Repository files navigation

PrefLib-Data

This repository contains the data that is available at PrefLib.org, together with some scripts we are using to maintain the data.

Format specification

The format specification for the PrefLib ecosystem is described in FORMAT_SPECIFICATION.md. A rendered version is available at preflib.org/format

Old file format

The format for the files changed in September 2022. Since this can cause problems for application developed prior to that date, we still provide the old files in the folder datasets_old_format.

How To

Add/modify a dataset

Follow these steps:

  1. Create the corresponding folder in the datasets/ folder. The name should be {number} - {abb} where number is the series number of the dataset and abb its abbreviation.
  2. Move the files to the folder. This should include data files and an info.txt file. They should respect the format specification.
  3. Run the sanity checks: the script is scripts/sanitychecks.py (this is also done automatically via GitHub actions on every push).
  4. Generate the metadata file: the script is scripts/compute_metadata.py. You can also do that by running the Generate the metadata.csv files GitHub action (click on "Run workflow").
  5. Push to the changes to GitHub repository.
  6. Update the ZIP archives on the repo via the action Generate and Upload Zip Files (see below for more details).
  7. Zip the new/modified dataset using the script scripts/zipall.py.
  8. Update the website with the zip file as explained in the repository PrefLib-Jekyll.

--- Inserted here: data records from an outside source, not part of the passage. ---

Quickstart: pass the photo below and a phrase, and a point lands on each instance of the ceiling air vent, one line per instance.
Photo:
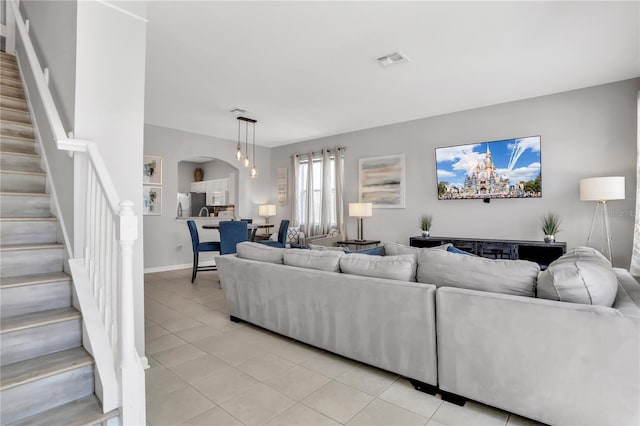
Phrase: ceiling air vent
(392, 59)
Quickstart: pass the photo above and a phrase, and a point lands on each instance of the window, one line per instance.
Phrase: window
(316, 196)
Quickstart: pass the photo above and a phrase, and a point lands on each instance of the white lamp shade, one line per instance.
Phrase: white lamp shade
(360, 209)
(267, 210)
(602, 188)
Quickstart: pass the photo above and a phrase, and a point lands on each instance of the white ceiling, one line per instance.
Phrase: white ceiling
(306, 70)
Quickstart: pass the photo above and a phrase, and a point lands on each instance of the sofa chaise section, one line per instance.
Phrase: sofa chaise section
(385, 323)
(555, 362)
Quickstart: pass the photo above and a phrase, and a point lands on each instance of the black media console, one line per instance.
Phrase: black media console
(536, 251)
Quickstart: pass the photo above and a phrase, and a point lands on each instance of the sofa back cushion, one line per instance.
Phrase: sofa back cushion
(394, 249)
(442, 268)
(321, 248)
(582, 275)
(260, 252)
(401, 267)
(325, 260)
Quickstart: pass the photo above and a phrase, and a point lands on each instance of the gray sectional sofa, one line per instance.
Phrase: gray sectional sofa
(566, 359)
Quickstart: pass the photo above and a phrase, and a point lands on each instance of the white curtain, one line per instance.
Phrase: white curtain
(318, 191)
(635, 256)
(339, 183)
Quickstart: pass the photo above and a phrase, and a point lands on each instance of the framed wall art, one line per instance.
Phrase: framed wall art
(151, 200)
(152, 170)
(382, 181)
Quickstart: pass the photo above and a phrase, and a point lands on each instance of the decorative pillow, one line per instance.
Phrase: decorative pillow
(394, 249)
(292, 234)
(452, 249)
(442, 268)
(325, 260)
(319, 247)
(401, 267)
(375, 251)
(260, 252)
(582, 275)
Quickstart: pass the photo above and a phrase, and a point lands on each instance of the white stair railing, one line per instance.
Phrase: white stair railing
(101, 258)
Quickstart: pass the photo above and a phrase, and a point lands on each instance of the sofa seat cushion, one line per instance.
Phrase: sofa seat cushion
(259, 252)
(582, 275)
(325, 260)
(442, 268)
(401, 267)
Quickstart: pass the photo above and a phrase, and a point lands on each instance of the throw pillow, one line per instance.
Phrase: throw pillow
(292, 234)
(452, 249)
(259, 252)
(442, 268)
(375, 251)
(401, 267)
(582, 275)
(319, 247)
(326, 260)
(394, 249)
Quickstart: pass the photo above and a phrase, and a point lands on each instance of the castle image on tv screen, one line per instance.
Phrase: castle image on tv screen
(500, 169)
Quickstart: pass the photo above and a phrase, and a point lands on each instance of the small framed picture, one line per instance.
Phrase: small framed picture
(152, 200)
(152, 170)
(382, 181)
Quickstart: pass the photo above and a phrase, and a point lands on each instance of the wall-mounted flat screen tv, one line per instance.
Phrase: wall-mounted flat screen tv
(508, 168)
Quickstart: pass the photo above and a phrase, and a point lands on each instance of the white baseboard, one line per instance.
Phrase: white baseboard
(176, 267)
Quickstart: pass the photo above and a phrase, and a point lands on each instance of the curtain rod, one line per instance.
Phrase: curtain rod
(342, 148)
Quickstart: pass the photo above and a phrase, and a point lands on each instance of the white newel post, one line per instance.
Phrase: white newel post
(132, 379)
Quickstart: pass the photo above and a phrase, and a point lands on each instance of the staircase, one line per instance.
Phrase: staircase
(46, 376)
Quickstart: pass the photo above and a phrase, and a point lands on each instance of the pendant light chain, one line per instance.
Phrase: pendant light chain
(245, 158)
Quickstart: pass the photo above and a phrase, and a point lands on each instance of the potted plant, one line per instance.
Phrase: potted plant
(425, 224)
(550, 224)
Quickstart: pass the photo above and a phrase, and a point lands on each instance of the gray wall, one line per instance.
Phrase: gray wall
(53, 32)
(217, 169)
(167, 244)
(585, 133)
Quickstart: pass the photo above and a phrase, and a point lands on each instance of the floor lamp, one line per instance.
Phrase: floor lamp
(360, 210)
(601, 190)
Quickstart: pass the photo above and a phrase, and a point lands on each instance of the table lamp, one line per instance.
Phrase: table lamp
(267, 210)
(360, 210)
(601, 190)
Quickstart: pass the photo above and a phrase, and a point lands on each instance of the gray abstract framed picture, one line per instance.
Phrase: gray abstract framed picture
(382, 181)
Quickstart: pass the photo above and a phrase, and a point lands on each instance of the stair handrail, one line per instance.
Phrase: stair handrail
(119, 366)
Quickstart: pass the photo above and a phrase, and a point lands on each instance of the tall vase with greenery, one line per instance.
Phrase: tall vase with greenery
(550, 224)
(425, 224)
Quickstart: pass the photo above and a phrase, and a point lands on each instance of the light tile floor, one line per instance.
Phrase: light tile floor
(207, 370)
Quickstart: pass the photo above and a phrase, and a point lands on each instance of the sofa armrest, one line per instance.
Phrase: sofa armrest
(555, 362)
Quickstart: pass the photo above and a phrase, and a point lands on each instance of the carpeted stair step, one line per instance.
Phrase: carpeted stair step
(16, 115)
(28, 230)
(13, 92)
(16, 128)
(16, 204)
(10, 143)
(10, 82)
(34, 293)
(18, 181)
(12, 102)
(30, 259)
(20, 161)
(86, 411)
(27, 336)
(47, 382)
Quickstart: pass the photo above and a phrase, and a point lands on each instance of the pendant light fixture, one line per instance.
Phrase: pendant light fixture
(245, 157)
(254, 172)
(239, 147)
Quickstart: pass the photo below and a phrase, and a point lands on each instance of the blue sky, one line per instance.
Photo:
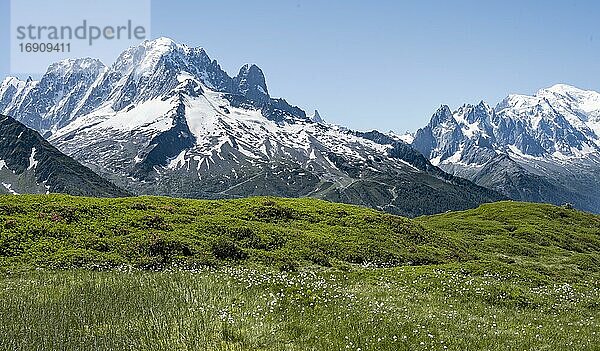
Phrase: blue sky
(387, 64)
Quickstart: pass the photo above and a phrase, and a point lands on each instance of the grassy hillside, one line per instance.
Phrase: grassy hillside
(276, 274)
(64, 232)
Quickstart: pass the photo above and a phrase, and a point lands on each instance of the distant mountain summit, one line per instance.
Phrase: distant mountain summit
(29, 164)
(543, 148)
(165, 119)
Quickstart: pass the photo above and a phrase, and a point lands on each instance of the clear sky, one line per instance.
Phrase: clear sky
(388, 64)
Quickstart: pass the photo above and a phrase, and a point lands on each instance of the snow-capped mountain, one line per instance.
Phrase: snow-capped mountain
(29, 164)
(166, 119)
(543, 148)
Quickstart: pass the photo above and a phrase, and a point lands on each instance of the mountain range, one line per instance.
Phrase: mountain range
(165, 119)
(29, 164)
(540, 148)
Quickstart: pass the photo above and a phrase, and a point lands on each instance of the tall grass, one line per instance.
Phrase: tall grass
(259, 309)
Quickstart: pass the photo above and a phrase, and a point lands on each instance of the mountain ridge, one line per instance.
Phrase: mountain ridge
(548, 144)
(165, 119)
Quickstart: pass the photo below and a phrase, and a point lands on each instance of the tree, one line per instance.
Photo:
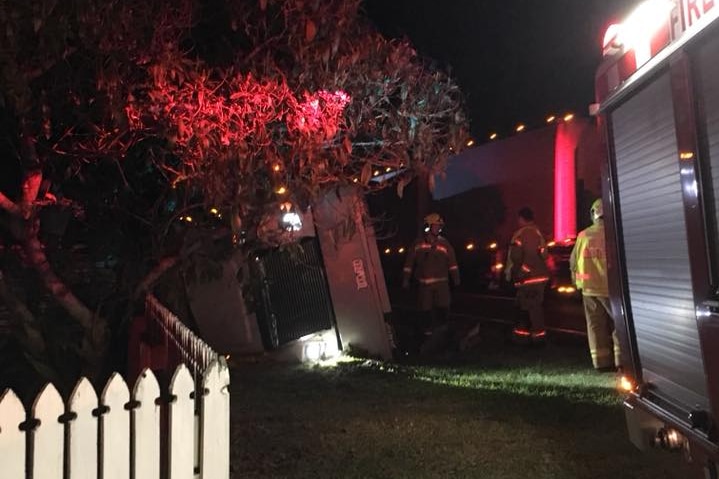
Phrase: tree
(147, 116)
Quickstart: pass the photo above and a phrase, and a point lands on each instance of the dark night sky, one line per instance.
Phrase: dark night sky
(517, 61)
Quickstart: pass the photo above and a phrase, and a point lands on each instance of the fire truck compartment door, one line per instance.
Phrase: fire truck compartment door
(708, 89)
(659, 301)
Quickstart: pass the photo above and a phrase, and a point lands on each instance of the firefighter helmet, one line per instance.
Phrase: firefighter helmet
(597, 210)
(433, 219)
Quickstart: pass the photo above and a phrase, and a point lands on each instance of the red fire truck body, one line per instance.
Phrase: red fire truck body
(658, 100)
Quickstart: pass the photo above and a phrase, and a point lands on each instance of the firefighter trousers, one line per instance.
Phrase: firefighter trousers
(601, 335)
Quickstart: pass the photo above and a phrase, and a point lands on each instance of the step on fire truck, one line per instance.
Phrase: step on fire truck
(658, 101)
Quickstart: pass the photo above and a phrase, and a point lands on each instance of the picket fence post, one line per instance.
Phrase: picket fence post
(182, 425)
(12, 439)
(215, 455)
(145, 419)
(115, 430)
(82, 432)
(49, 436)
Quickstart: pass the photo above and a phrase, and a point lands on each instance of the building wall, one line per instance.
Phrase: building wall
(522, 170)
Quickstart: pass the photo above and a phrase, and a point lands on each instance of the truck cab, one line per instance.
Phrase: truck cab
(657, 95)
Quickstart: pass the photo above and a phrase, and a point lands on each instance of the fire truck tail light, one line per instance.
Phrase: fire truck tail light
(626, 384)
(638, 28)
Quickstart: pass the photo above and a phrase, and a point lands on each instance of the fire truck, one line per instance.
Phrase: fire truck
(657, 92)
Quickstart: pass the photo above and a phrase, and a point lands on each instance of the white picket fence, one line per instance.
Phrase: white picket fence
(123, 434)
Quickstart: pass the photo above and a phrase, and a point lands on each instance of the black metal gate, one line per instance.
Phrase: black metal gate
(294, 296)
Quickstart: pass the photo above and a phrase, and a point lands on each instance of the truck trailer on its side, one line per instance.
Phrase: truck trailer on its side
(658, 100)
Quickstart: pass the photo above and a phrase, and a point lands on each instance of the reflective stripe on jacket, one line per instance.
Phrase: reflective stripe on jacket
(526, 260)
(432, 261)
(588, 261)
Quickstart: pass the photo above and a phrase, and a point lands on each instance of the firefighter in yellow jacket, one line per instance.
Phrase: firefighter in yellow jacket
(589, 270)
(527, 270)
(433, 262)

If the data has been added via a pull request, you do not need to clone the repo. You can simply merge the PR; wait for the sanity checks to run; compute the metadata via the GitHub action; update the zip in the release via the GitHub action; and you're done. Then, move to PrefLib-Jekyll to update the website.

Update the zip archives

The zip files served from the website are actually hosted as assets of the v1.0 release of this repository. Whenever the datasets have been modified, or new datasets have been added, the zip files need to be re-generated.

To do so, go to the Generate and Upload Zip Files action and run the workflow. The zip files from the release will slowly be updated (the process takes around 20 minutes).

Important: For this process to work, there needs to be a release with tag v1.0. If this release were to be deleted, re-create it (here) before running the workflow.